Appellate court rules against Tastries Bakery in LGBT wedding cake case

The Bakersfield bakery was found to have violated a state civil rights law by refusing to sell a wedding cake to a lesbian couple.

An appellate court has ruled against Bakersfield’s Tastries Bakery in a lawsuit over its refusal to sell a wedding cake to a lesbian couple from Kern County.

The appellate court’s decision on Tuesday overturns a ruling from a Kern County Superior Court Judge. 

The backstory: In 2017, Tastries refused to sell a white cake to a lesbian couple for their wedding, instead referring them to another bakery. 

  • The California Civil Rights Department filed a lawsuit against Tastries the following year, and in 2022 a Kern County judge ruled that Tastries did not violate the state’s Unruh Civil Rights Act. 
  • The Kern County Judge found that Tastries referring the couple to another bakery constituted full and equal access under the Unruh Civil Rights Act. 
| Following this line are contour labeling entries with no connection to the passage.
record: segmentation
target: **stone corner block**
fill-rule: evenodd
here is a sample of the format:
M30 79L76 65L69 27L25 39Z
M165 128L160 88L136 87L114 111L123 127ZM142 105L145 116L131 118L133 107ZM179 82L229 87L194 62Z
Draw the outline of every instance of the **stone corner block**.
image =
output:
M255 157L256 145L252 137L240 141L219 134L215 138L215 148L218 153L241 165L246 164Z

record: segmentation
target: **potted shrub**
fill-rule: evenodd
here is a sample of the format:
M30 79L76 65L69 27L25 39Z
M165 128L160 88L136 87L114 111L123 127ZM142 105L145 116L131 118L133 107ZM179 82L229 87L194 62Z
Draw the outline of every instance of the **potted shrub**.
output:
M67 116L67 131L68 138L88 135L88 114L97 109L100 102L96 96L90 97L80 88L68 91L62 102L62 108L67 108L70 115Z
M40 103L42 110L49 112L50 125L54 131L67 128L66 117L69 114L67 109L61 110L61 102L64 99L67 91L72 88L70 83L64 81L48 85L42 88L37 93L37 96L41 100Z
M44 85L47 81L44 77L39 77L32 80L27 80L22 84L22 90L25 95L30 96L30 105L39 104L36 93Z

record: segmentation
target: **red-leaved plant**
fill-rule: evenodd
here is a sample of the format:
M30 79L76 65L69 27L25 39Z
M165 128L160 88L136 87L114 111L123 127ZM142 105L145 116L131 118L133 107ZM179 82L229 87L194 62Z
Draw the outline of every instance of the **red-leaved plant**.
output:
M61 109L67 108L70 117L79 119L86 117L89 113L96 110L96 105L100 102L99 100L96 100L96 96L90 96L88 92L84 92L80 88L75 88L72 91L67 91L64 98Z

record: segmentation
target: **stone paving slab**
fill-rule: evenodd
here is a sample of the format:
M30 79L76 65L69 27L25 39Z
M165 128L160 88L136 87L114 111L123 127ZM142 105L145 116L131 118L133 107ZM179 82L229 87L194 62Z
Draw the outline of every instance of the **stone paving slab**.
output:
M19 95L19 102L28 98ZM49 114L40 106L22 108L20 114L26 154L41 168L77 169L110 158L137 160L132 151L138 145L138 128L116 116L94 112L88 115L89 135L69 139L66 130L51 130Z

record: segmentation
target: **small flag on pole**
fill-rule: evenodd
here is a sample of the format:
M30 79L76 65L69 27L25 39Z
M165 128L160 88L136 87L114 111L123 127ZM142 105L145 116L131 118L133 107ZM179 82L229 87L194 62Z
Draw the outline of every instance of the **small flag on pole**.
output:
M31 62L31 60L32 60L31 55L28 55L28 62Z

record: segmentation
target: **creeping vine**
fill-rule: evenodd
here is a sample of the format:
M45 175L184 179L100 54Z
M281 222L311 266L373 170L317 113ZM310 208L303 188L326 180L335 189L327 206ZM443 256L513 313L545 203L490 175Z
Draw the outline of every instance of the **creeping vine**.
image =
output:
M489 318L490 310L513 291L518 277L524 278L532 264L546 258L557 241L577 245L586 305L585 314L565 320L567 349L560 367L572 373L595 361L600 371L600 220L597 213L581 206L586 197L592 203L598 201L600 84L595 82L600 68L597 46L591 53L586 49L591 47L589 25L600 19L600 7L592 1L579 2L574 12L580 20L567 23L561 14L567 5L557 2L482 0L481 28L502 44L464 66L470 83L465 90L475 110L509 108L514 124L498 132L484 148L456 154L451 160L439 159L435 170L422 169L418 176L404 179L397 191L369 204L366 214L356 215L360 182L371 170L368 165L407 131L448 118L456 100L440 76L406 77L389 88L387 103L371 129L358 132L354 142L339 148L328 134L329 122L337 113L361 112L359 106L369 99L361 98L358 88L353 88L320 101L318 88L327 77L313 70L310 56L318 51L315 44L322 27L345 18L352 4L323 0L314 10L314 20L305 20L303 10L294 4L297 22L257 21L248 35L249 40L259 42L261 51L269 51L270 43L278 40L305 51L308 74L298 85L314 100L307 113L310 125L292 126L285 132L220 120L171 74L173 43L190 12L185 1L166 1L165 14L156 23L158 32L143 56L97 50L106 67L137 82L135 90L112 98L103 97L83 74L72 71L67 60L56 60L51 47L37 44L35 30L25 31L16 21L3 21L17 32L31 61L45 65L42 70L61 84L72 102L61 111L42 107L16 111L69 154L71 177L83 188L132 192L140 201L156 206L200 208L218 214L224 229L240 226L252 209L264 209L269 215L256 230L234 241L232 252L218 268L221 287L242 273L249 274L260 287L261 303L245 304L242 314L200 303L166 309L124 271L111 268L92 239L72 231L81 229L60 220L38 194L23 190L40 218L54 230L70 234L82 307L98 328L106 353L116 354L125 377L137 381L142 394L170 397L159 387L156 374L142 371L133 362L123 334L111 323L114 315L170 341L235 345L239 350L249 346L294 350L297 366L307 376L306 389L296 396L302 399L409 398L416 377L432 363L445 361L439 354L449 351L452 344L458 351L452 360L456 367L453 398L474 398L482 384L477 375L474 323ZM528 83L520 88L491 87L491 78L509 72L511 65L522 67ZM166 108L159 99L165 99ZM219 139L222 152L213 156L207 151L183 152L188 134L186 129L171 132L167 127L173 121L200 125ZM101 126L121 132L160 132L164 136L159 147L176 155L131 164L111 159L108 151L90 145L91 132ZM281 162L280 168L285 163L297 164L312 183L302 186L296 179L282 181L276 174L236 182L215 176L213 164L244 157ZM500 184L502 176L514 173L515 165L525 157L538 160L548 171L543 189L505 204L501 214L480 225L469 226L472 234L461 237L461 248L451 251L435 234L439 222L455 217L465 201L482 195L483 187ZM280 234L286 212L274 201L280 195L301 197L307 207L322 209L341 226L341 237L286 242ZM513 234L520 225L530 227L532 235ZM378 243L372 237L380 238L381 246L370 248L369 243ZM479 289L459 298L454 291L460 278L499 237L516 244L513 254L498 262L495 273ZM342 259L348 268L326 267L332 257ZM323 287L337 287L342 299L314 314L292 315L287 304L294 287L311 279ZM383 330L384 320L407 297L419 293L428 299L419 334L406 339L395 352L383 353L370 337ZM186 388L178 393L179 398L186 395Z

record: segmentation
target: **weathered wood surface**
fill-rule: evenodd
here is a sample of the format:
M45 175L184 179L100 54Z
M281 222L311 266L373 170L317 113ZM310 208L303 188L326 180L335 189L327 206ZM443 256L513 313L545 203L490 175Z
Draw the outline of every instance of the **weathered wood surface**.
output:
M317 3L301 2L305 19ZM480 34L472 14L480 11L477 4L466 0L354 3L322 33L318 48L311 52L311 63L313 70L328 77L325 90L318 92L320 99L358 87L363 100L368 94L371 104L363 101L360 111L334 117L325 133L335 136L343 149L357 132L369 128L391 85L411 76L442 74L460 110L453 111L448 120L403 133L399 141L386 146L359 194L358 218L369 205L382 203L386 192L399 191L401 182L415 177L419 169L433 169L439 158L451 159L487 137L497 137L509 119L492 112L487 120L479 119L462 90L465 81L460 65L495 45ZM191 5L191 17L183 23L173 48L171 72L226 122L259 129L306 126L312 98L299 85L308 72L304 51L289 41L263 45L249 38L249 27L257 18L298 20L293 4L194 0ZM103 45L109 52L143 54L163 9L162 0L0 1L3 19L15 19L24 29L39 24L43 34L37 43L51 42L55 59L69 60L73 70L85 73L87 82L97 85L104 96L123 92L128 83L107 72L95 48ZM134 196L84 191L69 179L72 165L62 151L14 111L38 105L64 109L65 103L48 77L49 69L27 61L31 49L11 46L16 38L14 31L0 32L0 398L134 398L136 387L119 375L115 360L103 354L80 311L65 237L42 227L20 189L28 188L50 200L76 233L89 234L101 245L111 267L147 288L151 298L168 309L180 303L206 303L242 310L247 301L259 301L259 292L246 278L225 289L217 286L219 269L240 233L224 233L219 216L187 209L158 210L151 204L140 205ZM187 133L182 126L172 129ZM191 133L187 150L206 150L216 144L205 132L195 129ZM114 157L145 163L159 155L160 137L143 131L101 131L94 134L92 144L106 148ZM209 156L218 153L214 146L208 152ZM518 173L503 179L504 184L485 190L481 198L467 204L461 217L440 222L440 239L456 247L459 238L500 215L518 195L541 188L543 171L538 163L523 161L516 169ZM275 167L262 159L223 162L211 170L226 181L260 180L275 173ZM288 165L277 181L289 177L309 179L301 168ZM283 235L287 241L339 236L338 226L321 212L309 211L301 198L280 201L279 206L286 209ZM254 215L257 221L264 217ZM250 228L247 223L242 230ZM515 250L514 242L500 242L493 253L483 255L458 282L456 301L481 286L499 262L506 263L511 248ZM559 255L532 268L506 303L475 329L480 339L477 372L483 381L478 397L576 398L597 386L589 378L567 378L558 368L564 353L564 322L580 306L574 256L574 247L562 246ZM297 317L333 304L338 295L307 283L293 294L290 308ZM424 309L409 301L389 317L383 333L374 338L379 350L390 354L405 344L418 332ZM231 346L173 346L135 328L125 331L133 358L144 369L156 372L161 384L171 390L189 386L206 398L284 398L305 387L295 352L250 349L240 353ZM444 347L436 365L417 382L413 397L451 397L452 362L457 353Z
The big picture: The Fifth District Court of Appeals, based in Fresno, ruled that Tastries’ policy to not serve same-sex couples cannot be applied until the same-sex status of a couple is identified, which is a distinction based solely on sexual orientation. 

  • The court also found that the referral to another bakery did not satisfy the Unruh Civil Rights Act’s full and equal access requirement, saying the initial ruling would allow businesses to refuse service to anyone as long as there is another business in existence that does not object to providing the requested service. 
  • Further, the appellate court ruled that Tastries’ refusal was not protected expression under the free speech guarantee in the Constitution. 
  • “A three-tiered, plain white cake with no writing, engravings, adornments, symbols or images is not pure speech,” the ruling reads. “Nor can the act of preparing a predesigned, multi-purpose, plain white cake – an ordinary commercial product, – and delivering it prior to the wedding constitute the symbolic speech of the vendor.” 

What we’re watching: Tastries will appeal the case to the California Supreme Court, according to the Bakersfield Californian. 

What they’re saying: “This decision upholds the longstanding principle guaranteeing all Californians full and equal access to services and goods in the marketplace,” said Civil Rights Department Director Kevin Kish in a statement. “I commend Eileen and Mireya Rodriguez-Del Rio for their commitment to this core civil right. No matter who you love, where you come from, or who you are, you are protected against discrimination.”

  • “For seven years, California has sought to crush [Tastries owner] Cathy [Miller] and her family just because she wants to run her business in accordance with her faith in God. The court’s decision today allows those attacks to continue, but we will continue to fight for Cathy,” wrote Becket Fund for Religious Liberty Vice President and Senior Counsel Eric Rassbach.